Он вытер вспотевшие ладони и отступил на несколько шагов. Теперь ему стало поспокойнее, теперь, когда он знал, что тоже был участником охоты. Однако покой был какой-то безжизненный, весь пропитанный той же ядовитой жидкостью, что стекала с листьев. Он прикрыл глаза. А что, если он был художником, написавшим картину? В сущности, старинные гобелены бывали, как правило, своего рода репродукциями картин, разве не так? Допустим, он нарисовал картину, и теперь ему, естественно, ничего не стоило воспроизвести всю сцену с закрытыми глазами вплоть до мельчайших деталей: контуры деревьев, небо, потемневшее, как перед бурей, охотника с курчавой бородой, будто сотканного из мускулов и нервов, с луком в руках, нацеленным в густую листву… «Я ведь не выношу охоты! Ну почему я обязательно должен быть там, внутри?»
Он прижал к губам платок. Тошнота. О господи, если б он мог объяснить весь этот ужас, если б мог!.. А если он был просто зрителем? Из тех, что смотрят и идут дальше? А? Почему нет?
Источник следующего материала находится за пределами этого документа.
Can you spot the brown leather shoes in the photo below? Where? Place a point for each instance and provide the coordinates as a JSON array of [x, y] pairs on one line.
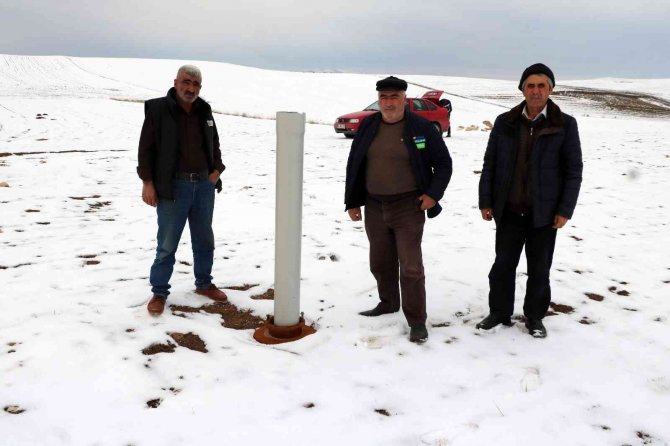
[[213, 293], [156, 305]]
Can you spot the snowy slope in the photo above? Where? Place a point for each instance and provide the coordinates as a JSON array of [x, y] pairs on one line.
[[72, 330]]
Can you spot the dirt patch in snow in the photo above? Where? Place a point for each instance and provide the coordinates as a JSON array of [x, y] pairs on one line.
[[269, 294], [232, 316], [153, 349], [189, 340]]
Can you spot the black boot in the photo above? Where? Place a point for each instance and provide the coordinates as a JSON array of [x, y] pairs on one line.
[[536, 328], [493, 320], [418, 334], [377, 311]]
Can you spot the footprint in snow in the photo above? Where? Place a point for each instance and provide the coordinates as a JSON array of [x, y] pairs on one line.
[[531, 379], [374, 342], [453, 436]]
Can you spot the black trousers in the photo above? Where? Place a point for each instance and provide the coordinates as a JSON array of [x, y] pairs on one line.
[[513, 232]]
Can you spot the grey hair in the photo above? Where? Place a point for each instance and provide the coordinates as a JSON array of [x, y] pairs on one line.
[[191, 70], [523, 87]]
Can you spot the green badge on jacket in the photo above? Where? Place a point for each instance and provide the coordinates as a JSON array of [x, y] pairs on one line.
[[420, 142]]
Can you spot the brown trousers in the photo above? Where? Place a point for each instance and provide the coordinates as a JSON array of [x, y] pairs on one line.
[[394, 225]]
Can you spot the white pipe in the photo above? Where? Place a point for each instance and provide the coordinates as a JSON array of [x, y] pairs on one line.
[[288, 217]]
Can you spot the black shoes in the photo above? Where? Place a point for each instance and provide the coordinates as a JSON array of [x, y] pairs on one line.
[[536, 328], [376, 311], [418, 334], [493, 320]]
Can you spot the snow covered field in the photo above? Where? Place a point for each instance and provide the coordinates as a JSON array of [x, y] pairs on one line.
[[76, 244]]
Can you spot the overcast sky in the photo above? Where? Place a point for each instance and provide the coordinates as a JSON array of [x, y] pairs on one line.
[[497, 39]]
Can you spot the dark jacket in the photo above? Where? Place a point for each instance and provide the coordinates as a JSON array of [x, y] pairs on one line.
[[158, 154], [431, 165], [555, 171]]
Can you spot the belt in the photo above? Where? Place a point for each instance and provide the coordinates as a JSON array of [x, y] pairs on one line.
[[193, 177]]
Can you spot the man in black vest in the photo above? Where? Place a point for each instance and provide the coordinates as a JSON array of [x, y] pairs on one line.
[[179, 162], [529, 184], [398, 168]]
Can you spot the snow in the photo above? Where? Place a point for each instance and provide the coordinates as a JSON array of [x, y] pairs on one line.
[[71, 334]]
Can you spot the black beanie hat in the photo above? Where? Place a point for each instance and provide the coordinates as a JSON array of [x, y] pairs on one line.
[[391, 83], [538, 68]]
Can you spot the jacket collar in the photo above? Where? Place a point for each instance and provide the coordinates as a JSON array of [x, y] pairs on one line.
[[554, 114], [198, 106]]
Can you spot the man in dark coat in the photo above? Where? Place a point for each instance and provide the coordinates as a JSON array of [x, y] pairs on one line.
[[179, 162], [398, 168], [529, 184]]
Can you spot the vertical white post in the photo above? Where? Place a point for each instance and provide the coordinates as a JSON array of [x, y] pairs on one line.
[[288, 217]]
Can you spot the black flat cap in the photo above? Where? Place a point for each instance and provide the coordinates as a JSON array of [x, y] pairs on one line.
[[538, 68], [391, 83]]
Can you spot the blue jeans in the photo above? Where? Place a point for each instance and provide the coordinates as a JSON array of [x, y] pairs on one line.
[[193, 201]]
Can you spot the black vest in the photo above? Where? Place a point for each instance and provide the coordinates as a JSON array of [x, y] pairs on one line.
[[163, 112]]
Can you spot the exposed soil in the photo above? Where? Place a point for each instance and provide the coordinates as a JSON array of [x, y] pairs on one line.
[[631, 103], [232, 316], [619, 103], [561, 308], [244, 287], [154, 403], [159, 348], [189, 340], [441, 325], [594, 296]]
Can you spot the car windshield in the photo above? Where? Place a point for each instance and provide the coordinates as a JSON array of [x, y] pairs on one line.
[[372, 107], [375, 106]]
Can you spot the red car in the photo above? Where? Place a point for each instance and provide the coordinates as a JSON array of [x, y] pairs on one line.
[[429, 106]]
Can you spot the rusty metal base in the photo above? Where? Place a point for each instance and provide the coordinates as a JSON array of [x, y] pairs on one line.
[[270, 333]]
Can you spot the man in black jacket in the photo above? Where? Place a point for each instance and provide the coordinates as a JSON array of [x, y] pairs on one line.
[[398, 168], [179, 162], [529, 184]]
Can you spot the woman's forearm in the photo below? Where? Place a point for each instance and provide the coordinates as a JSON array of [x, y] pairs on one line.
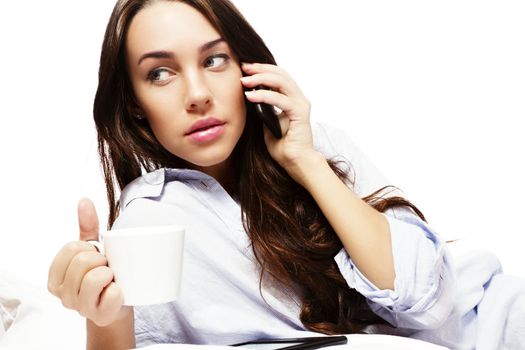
[[119, 335], [364, 232]]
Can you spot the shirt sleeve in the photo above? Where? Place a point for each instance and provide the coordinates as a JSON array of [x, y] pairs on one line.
[[423, 288]]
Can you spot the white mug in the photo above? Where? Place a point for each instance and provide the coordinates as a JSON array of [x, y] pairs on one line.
[[146, 262]]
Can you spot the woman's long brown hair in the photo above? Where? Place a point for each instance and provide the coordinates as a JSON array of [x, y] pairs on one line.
[[292, 240]]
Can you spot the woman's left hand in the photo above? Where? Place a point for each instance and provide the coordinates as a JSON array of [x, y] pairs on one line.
[[297, 142]]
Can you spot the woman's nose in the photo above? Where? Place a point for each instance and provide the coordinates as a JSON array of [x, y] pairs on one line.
[[198, 98]]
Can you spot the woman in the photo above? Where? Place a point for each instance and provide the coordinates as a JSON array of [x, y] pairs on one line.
[[279, 241]]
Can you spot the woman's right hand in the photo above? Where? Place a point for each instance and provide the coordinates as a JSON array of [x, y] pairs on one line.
[[80, 277]]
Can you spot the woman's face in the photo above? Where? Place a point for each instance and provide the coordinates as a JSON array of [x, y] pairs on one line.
[[183, 73]]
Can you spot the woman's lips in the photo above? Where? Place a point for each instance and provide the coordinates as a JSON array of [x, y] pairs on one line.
[[208, 134]]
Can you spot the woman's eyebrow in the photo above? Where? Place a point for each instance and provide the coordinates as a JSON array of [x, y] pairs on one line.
[[171, 55]]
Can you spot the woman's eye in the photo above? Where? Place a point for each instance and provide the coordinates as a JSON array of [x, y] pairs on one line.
[[159, 75], [216, 61]]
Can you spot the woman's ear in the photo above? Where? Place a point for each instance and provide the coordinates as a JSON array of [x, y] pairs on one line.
[[137, 112]]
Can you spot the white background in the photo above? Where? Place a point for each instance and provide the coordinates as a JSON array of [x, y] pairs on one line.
[[433, 92]]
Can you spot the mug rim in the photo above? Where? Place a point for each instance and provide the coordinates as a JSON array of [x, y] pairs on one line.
[[143, 231]]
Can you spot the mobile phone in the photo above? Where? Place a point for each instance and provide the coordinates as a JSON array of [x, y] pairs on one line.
[[269, 117], [293, 343]]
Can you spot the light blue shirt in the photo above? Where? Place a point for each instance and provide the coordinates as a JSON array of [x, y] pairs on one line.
[[220, 301]]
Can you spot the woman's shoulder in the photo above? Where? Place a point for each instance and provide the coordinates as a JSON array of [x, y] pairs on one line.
[[150, 199], [331, 140]]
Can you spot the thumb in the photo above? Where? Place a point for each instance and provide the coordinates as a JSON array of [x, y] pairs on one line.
[[87, 220]]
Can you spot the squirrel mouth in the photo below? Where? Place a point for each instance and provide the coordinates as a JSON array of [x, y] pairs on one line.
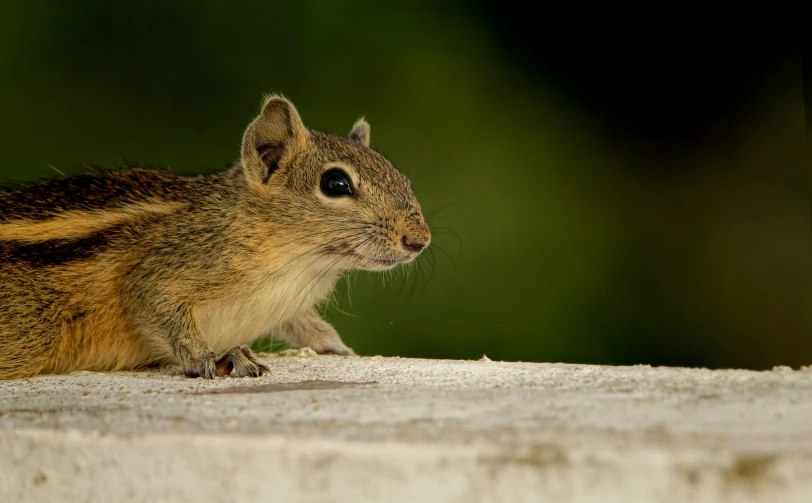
[[387, 261]]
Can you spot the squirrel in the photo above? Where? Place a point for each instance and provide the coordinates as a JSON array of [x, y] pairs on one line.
[[123, 269]]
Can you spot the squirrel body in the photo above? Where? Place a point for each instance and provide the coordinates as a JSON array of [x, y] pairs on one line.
[[124, 269]]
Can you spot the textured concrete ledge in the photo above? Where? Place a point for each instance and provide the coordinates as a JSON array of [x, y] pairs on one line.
[[391, 429]]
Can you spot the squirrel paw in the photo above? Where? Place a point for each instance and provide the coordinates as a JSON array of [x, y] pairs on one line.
[[239, 362], [205, 367]]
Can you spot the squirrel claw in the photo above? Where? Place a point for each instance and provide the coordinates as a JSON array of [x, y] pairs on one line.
[[239, 362]]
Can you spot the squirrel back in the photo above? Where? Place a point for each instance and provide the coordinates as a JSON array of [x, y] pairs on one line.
[[123, 269]]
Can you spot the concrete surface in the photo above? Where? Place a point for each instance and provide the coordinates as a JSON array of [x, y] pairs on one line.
[[391, 429]]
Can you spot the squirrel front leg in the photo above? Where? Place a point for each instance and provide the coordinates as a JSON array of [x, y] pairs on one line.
[[308, 329], [179, 329]]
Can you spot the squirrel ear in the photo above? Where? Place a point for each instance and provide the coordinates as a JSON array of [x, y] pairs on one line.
[[360, 132], [272, 137]]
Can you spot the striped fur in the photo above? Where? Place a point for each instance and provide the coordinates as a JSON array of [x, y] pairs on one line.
[[124, 269]]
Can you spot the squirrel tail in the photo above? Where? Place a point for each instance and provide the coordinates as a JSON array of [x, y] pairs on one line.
[[22, 355]]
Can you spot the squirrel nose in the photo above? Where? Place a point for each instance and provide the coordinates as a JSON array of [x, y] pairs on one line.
[[410, 245]]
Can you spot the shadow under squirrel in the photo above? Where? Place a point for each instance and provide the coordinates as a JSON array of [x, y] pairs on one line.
[[123, 269]]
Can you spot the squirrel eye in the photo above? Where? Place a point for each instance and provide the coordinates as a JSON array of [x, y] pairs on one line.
[[336, 183]]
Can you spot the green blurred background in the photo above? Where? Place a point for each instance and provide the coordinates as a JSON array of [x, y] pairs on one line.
[[621, 194]]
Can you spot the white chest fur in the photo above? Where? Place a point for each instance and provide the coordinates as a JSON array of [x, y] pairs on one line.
[[265, 305]]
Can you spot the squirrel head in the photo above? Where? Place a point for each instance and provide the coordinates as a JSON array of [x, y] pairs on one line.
[[332, 195]]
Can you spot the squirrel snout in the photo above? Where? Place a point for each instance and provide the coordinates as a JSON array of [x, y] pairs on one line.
[[413, 245]]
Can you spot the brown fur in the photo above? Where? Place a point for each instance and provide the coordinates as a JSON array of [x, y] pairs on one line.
[[125, 269]]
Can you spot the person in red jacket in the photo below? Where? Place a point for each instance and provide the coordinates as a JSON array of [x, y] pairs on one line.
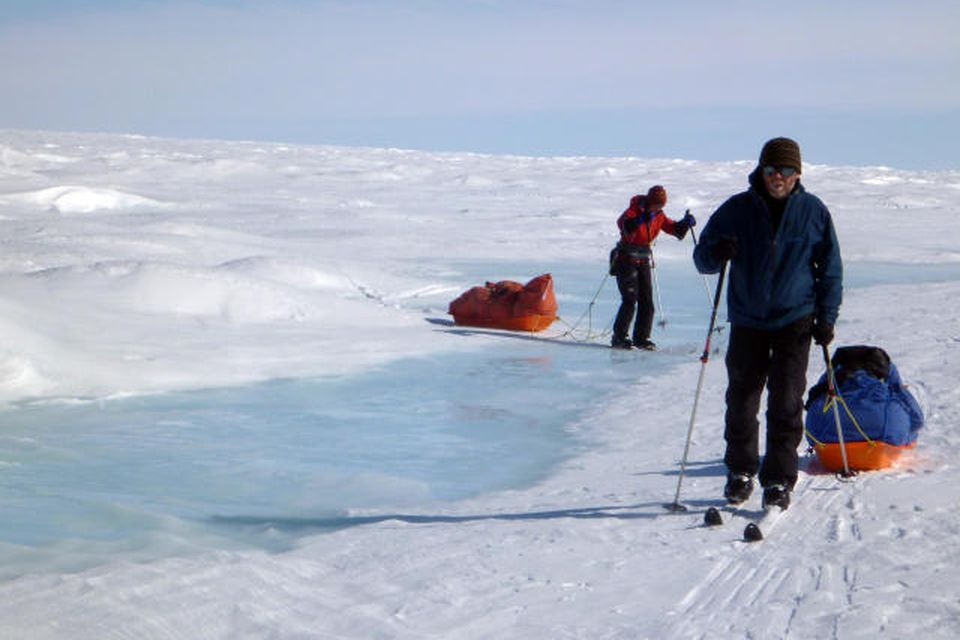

Он мог видеть картину еще в оригинале, и тогда вся охота становилась не более чем вымыслом художника. «До того как ее перенесли на ткань…» — бормотал он, вытирая платком потные пальцы.
Он откинул голову назад, как будто его потянули за волосы; нет, нет, он был не снаружи, он был там, внутри, участником сцены. Но почему сегодня все казалось более отчетливым, чем вчера, почему краски были ярче, несмотря на сумрак? Почему обаяние, исходившее от этого пейзажа, было теперь таким завораживающим, таким обновленным?..
Он вышел из лавки, опустив голову и засунув руки глубоко в карманы. На углу остановился передохнуть — тело ломило от усталости, веки отяжелели. Заснуть бы! Но он знал, что заснуть не удастся. Бессонница, он это чувствовал, теперь будет следовать за ним вернее собственной тени. Он поднял воротник пальто. Действительно холодно? Или это отголосок утренней свежести, которой веяло от гобелена? «Психоз!.. Но я не сумасшедший, — заключил он и беспомощно улыбнулся. Это было бы слишком просто. — К сожалению, я не сумасшедший».
Он побродил по улицам, зашел в кино, тотчас вышел и когда пришел в себя, увидел, что стоит перед антикварной лавкой, прижавшись носом к витринному стеклу, и пытается разглядеть в глубине старый гобелен.
Дома он ничком бросился на кровать и замер, уставив в темноту широко открытый взгляд. Откуда-то из подушки несся дребезжащий голос старухи, голос вне тела, засунутый в войлочные шлепанцы: «Какая стрела? Я не вижу никакой стрелы…» Смешиваясь с ним, донеслись шуршание моли и легкий смех. Вата в подушке заглушала взрывы хохота, которые переплетались, образуя частую зеленоватую сеть, стягивались в плотную ткань, покрытую пятнами, стекавшими к самому краю каймы. Он почувствовал и себя опутанным нитями, захотел высвободиться, но кайма обвилась вокруг него и не давала вырваться. Внизу, на самом дне ямы, он смог различить спутанный черно-зеленый клубок змей. Он ощупал подбородок. «Так я охотник?» Но вместо бороды пальцы ощутили тягучую клейкость крови.
Он проснулся от собственного крика, разнесшегося в тишине рассвета. Отер пот с лица. То жара, то холод! Он завернулся в простыни. А что, если он был ремесленником, который ткал этот гобелен? Тогда тоже мог бы воспроизвести в памяти картину такой яркой, такой выразительной, что, кажется, протяни руку — и зашуршит листва. Он сжал кулаки. Надо уничтожить ее, быть не может, чтобы за этой жалкой тряпкой что-то скрывалось, все это не более чем кусок ткани, который еще не развалился только из-за пыли, пропитавшей его. Достаточно сдуть пыль, только сдуть пыль!